4.3 Kooperation mit Fachämtern sowie mit Presse- und Öffentlichkeitsarbeit

Die Presse- und Öffentlichkeitsarbeit des Bezirksamts sowie mit weiterer Öffentlichkeitsarbeit betraute Stellen unterstützen die Koordinierungsstelle Bürger:innenbeteiligung bei der Bekanntmachung und der Informationsverbreitung über Beteiligungsmöglichkeiten im Bezirk, z.B. bei der Erstellung von Informationsmaterialien.

Die Koordinierungsstelle Bürger:innenbeteiligung arbeitet eng mit allen Fachämtern in Fragen der Bürger:innenbeteiligung zusammen. In jedem Ressort gibt es, unter dem Vorbehalt der verfügbaren Ressourcen, Ansprechpartner:innen für das Thema Bürger:innenbeteiligung. Die Fachämter bereiten die Vorhabenlisten in Form von Steckbriefen vor, behalten die Federführung der Beteiligungsprozesse und verbleiben die fachlichen Ansprechpartner:innen für den gesamten Prozess.

4.4 Dezentrale Bürger:innenbeteiligung

Die Koordinierungsstelle Bürger:innenbeteiligung steht in besonders engem Kontakt mit den lokalen Stadtteilkoordinationen sowie mit anderen institutionellen Stadtteilakteur:innen (z.B. Quartiersmanagement, Stadtteilkonferenzen). Diese Stellen sind wichtige Ansprechpartner:innen für Bürger:innenbeteiligung in den Stadtteilen.
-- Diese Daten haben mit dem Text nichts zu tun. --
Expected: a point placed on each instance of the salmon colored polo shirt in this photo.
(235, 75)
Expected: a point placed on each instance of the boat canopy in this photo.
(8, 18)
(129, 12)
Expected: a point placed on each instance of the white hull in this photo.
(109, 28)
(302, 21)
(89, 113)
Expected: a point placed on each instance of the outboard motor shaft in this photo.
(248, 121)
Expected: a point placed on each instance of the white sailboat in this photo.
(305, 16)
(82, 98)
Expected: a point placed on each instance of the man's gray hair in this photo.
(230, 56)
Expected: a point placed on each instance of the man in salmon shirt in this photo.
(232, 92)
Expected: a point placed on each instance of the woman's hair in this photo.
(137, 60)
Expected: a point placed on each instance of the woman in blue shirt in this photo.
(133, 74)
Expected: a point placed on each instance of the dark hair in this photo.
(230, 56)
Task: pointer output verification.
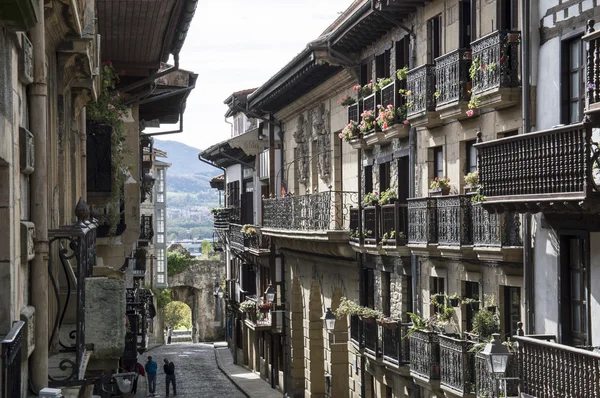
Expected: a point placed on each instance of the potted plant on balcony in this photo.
(454, 300)
(264, 307)
(388, 196)
(471, 182)
(439, 187)
(371, 199)
(351, 132)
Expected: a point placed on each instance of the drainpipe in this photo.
(38, 103)
(412, 164)
(528, 263)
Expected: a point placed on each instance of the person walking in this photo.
(151, 367)
(169, 369)
(169, 334)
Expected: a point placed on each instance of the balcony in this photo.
(11, 349)
(457, 364)
(221, 219)
(323, 216)
(546, 171)
(420, 83)
(72, 256)
(424, 356)
(496, 82)
(548, 369)
(395, 347)
(372, 347)
(452, 84)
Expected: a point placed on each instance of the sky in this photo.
(238, 44)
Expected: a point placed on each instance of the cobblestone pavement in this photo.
(196, 372)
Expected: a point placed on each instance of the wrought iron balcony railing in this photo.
(492, 229)
(420, 83)
(321, 211)
(11, 346)
(146, 228)
(356, 331)
(425, 355)
(371, 336)
(454, 220)
(485, 381)
(542, 171)
(457, 366)
(497, 59)
(548, 369)
(422, 226)
(452, 77)
(592, 92)
(395, 346)
(74, 247)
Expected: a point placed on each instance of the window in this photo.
(368, 179)
(471, 157)
(384, 176)
(366, 73)
(466, 34)
(438, 162)
(574, 77)
(574, 293)
(436, 286)
(471, 291)
(382, 65)
(434, 38)
(508, 14)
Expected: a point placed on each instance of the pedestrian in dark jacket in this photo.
(169, 369)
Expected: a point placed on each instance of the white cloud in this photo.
(239, 44)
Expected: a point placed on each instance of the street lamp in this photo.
(329, 320)
(270, 293)
(496, 357)
(218, 290)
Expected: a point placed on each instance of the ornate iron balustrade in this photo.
(484, 381)
(236, 237)
(592, 92)
(550, 163)
(451, 77)
(395, 346)
(146, 228)
(394, 218)
(457, 372)
(497, 55)
(371, 230)
(371, 336)
(221, 218)
(74, 246)
(356, 331)
(425, 355)
(422, 224)
(11, 361)
(354, 111)
(321, 211)
(548, 369)
(420, 82)
(454, 220)
(99, 159)
(491, 229)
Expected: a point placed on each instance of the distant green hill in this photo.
(184, 160)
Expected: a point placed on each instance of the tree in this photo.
(178, 315)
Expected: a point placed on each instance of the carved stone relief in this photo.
(321, 133)
(300, 136)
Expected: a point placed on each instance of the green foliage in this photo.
(177, 263)
(178, 315)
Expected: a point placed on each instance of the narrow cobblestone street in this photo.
(196, 372)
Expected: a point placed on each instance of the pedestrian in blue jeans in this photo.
(151, 367)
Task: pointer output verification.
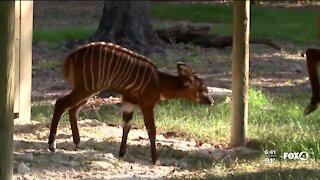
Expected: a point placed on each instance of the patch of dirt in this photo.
(275, 72)
(97, 156)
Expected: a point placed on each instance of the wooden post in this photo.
(6, 88)
(240, 72)
(23, 59)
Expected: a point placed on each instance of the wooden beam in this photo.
(6, 88)
(23, 54)
(240, 72)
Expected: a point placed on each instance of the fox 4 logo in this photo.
(300, 156)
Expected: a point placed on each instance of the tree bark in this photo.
(7, 10)
(240, 73)
(128, 24)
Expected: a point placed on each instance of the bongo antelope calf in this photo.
(105, 66)
(313, 61)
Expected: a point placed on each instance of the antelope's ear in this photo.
(185, 73)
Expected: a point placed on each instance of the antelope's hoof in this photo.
(157, 163)
(122, 153)
(309, 109)
(52, 147)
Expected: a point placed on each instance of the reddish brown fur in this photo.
(87, 75)
(313, 60)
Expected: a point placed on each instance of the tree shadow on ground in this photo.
(138, 151)
(274, 173)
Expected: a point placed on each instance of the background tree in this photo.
(240, 73)
(7, 10)
(128, 24)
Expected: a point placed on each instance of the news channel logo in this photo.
(272, 155)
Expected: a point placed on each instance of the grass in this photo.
(58, 35)
(296, 25)
(271, 119)
(277, 121)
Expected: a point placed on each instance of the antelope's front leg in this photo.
(127, 117)
(312, 65)
(73, 116)
(148, 117)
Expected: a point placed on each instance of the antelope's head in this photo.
(195, 89)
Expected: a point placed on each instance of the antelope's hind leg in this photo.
(72, 100)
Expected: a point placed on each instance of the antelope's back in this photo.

Sie können Informationen der Koordinierungsstelle an die Bürgerschaft weiterleiten sowie an Beteiligung interessierte Bürger:innen auf die Koordinierungsstelle verweisen.

Die genaue Kooperationsweise zwischen Koordinierungsstelle Bürger:innenbeteiligung und dezentralen Stellen wird im Handbuch definiert.

4.5 Die Bezirksverordnetenversammlung

Die Bezirksverordnetenversammlung (BVV) ist für die Entscheidung von formellen Einwohneranträgen (§ 44 BezVG) nach Stellungnahme der Fachämter zuständig.

BVV-Ausschüssen steht eine in ihren Zuständigkeitsbereichen beratende Funktion zu.

4.6 Übersicht Akteur:innen

Tabellarische Übersicht der Akteur:innen in der Bürger:innenbeteiligung im Bezirk Spandau

Tabelle 2: Übersicht der Akteur:innen in der Bürger:innenbeteiligung im Bezirk Spandau

4.7 Ressourcen

Breit angelegte Beteiligungsverfahren brauchen entsprechende Ressourcen. Daher hängt der Umfang der Bürger:innenbeteiligung, vor allem im Falle der informellen Verfahren (s. 6.1), von den vorhandenen personellen, finanziellen und zeitlichen Ressourcen ab.